El cierre de la Liga BetPlay Dimayor I-2026 en la noche de este lunes 8 de junio de 2026, que consagró al Junior de Barranquilla como bicampeón tras imponerse con un marcador global de 3-1 ante Atlético Nacional, se vio trágicamente salpicado por lamentables hechos de intolerancia. Lo que debió ser una jornada de pura celebración deportiva en el Estadio Atanasio Girardot de Medellín mutó rápidamente en un escenario de caos, golpes y pánico colectivo en varios sectores de las graderías. Pese a los esfuerzos por contener los ánimos, las graves fallas logísticas permitieron altercados violentos que requirieron la intervención inmediata de las fuerzas del orden, transformando los festejos de la estrella número 12 del cuadro tiburón en un triste balance judicial y médico.

El caos de la infiltración: Las fallas logísticas que detonaron los golpes en Medellín

En este sentido, los reportes preliminares de seguridad apuntan a una grave falencia en los anillos de control e inspección dispuestos para este compromiso de alta intensidad en la capital antioqueña. Se constató que una cantidad considerable de aficionados del Junior de Barranquilla lograron burlar los filtros de seguridad e ingresar camuflados, sin indumentaria alusiva, a las tribunas asignadas de forma exclusiva para la parcialidad de Atlético Nacional. Al consolidarse el título para la visita, la previsible efusividad de los hinchas costeños encendió los ánimos de los asistentes locales, desencadenando violentos enfrentamientos cuerpo a cuerpo en sectores caracterizados por una alta densidad de público.

Asimismo, la ola de tensión en los graderíos del Atanasio Girardot no se limitó únicamente a los choques entre facciones rivales, sino que desnudó una preocupante crisis de intolerancia interna dentro de la misma fanaticada verdolaga. Diversos registros fílmicos captados por los propios asistentes evidenciaron cómo hinchas con camisetas de Atlético Nacional se trenzaron en salvajes riñas recíprocas en medio de la frustración colectiva por perder el campeonato. La policía metropolitana junto al personal de logística privada se vieron obligados a intervenir de urgencia empleando la fuerza para acordonar las zonas críticas y restablecer el control antes de que la situación pasara a mayores.

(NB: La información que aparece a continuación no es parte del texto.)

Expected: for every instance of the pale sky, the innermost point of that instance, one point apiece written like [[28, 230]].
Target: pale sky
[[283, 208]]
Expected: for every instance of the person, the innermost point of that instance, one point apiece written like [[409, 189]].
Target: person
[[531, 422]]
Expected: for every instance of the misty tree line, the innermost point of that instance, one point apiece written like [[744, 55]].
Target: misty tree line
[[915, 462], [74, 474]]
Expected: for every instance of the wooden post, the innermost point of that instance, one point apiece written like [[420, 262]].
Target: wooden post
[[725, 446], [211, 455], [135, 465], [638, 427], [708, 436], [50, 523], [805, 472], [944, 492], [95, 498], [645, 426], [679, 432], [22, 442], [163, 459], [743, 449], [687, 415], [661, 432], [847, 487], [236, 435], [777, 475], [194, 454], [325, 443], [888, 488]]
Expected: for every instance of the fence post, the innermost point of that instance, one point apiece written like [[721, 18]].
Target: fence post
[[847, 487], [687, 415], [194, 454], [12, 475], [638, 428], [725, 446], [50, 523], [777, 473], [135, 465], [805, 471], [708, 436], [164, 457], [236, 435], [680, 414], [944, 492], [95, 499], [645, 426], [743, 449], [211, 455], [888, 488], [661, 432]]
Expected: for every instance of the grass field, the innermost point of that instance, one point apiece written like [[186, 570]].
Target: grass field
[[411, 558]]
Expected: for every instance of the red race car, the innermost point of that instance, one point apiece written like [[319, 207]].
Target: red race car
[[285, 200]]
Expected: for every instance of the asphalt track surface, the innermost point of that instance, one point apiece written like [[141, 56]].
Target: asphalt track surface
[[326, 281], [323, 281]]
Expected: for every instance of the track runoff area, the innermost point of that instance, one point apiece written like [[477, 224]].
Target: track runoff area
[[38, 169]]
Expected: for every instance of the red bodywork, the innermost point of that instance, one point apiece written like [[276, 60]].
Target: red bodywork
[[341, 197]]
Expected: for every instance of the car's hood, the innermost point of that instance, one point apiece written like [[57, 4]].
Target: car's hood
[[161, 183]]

La agresión a los medios de comunicación y el preocupante reporte de heridos

Por otro lado, la espiral de vandalismo e intolerancia escaló de forma alarmante hasta comprometer las cabinas de transmisión de los medios de comunicación acreditados para la gran final del fútbol colombiano. En plena cobertura en directo del canal Win Sports, se registró una cobarde agresión física contra el reconocido exdirector técnico y actual comentarista Juan José Peláez. Un grupo de desadaptados arremetió contra la estructura de los palcos de prensa, destruyendo los vidrios protectores de la cabina, acción violenta que le provocó heridas cortantes de consideración en sus dedos al estratega y obligó la intervención inmediata del personal médico del estadio.

Pasando a otro tema, la gravedad de los disturbios ha puesto bajo la lupa la efectividad de los protocolos de convivencia en los eventos masivos del balompié rentado nacional, dejando un saldo de afectados sumamente preocupante al cierre del certamen. El consolidado oficial provisto por los organismos de socorro confirmó que más de 20 personas resultaron lesionadas a raíz de las múltiples trifulcas desatadas en los graderíos, requiriendo valoraciones de emergencia y traslados médicos menores, un desenlace reprochable que empaña por completo el espectáculo deportivo y anticipa severas sanciones para la plaza antioqueña.